Disc two of the set contains a pair of items: The first, called "Added Attractions: The Hollywood Shorts Story," was made in 2002 by Turner Classic Movies and is typical of the kind of high-class documentary Warner Bros. produces. Adapted from the book "The Great Movie Shorts" by Leonard Maltin, it is eighty-five minutes long and divided into fifteen chapters, narrated by Chevy Chase, with comments from people like Walter Cronkite, Sid Caesar, Hal Roach, Tim Conway, Rose Marie, Bob Newhart, and numerous other actors, producers, directors, writers, and composers. Needless to say, it's the film clips that count most heavily, and they are in abundance, including clips from Laurel and Hardy, the Three Stooges, Our Gang, Robert Benchley, and the like.
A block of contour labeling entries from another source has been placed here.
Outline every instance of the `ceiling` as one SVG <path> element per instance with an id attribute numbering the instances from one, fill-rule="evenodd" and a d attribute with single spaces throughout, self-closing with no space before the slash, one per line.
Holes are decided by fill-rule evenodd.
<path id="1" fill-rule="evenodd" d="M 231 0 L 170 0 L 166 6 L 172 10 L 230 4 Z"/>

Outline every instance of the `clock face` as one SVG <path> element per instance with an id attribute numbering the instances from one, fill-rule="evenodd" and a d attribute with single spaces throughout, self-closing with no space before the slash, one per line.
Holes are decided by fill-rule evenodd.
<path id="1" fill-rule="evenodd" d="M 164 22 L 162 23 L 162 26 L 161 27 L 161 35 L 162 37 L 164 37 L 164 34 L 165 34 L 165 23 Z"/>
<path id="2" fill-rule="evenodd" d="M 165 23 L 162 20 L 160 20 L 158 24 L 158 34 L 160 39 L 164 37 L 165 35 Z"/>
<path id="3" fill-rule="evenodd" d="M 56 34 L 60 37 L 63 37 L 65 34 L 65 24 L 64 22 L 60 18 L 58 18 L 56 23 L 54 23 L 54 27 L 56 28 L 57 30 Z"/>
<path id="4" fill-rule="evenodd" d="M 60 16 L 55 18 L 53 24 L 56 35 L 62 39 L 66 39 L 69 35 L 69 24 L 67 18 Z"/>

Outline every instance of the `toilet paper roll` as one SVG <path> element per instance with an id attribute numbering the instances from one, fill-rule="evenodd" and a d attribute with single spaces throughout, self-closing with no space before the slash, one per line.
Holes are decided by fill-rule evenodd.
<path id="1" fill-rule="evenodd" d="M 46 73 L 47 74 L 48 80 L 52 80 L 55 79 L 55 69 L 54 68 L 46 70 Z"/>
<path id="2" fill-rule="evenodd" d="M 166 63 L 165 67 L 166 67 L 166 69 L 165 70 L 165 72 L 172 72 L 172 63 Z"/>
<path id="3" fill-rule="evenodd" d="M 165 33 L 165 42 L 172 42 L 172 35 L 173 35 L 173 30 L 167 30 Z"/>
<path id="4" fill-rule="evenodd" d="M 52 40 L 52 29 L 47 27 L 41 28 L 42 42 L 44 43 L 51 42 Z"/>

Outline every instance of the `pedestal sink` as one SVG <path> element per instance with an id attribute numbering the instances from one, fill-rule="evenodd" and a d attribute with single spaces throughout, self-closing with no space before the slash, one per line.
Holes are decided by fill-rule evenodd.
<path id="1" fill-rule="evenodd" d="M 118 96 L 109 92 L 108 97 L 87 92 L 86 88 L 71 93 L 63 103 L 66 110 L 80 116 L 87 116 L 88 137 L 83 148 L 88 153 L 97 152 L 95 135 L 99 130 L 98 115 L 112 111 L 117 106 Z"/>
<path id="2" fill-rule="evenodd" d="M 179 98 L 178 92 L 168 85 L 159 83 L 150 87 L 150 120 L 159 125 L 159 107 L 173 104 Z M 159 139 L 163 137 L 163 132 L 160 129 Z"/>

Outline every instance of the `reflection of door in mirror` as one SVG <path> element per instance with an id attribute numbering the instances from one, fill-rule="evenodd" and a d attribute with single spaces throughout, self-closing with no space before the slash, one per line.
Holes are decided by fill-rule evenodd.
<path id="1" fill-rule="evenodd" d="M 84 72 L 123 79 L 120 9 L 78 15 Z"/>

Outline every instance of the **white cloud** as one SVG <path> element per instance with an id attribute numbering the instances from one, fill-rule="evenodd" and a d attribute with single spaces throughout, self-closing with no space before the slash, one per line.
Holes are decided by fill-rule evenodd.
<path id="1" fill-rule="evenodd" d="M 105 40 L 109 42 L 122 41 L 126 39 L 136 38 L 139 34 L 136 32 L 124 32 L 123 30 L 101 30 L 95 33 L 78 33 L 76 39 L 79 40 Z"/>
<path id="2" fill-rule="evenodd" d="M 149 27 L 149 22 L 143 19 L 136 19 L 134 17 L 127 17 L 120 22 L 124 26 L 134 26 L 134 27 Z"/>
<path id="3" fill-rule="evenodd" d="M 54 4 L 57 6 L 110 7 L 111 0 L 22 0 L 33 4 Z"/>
The second item is a collection of vintage Laurel-and-Hardy excerpts that include the magic act from "The Hollywood Review of 1929," about four minutes long and hosted by Jack Benny; a fragment from "Rogue Song" (1930) in early color, about one minute; two segments from "Hollywood Party" (1934)--the doorbell skit, four minutes, and the egg skit, four minutes; and three segments from "Pick a Star" (1937)--the introduction, thirty seconds, the Mexican tough-guy segment, three minutes, and the dueling harmonicas segment, four minutes.
The two discs are housed one atop the other, a hideous practice, in a three-section, foldout cardboard-and-plastic Digipak. The foldouts offer small, full-color posters for each movie and a complete chapter listing for each disc. The inner section of the packaging is further enclosed in an attractive cardboard slipcover.
The "Laurel and Hardy Collection" offers a lot more than just the two movies described above. Indeed, the movies probably take a back seat to the audio commentaries, the documentary, and the film excerpts, which make the set an attractive proposition to fans of old movies in general, not just fans of Stan and Ollie.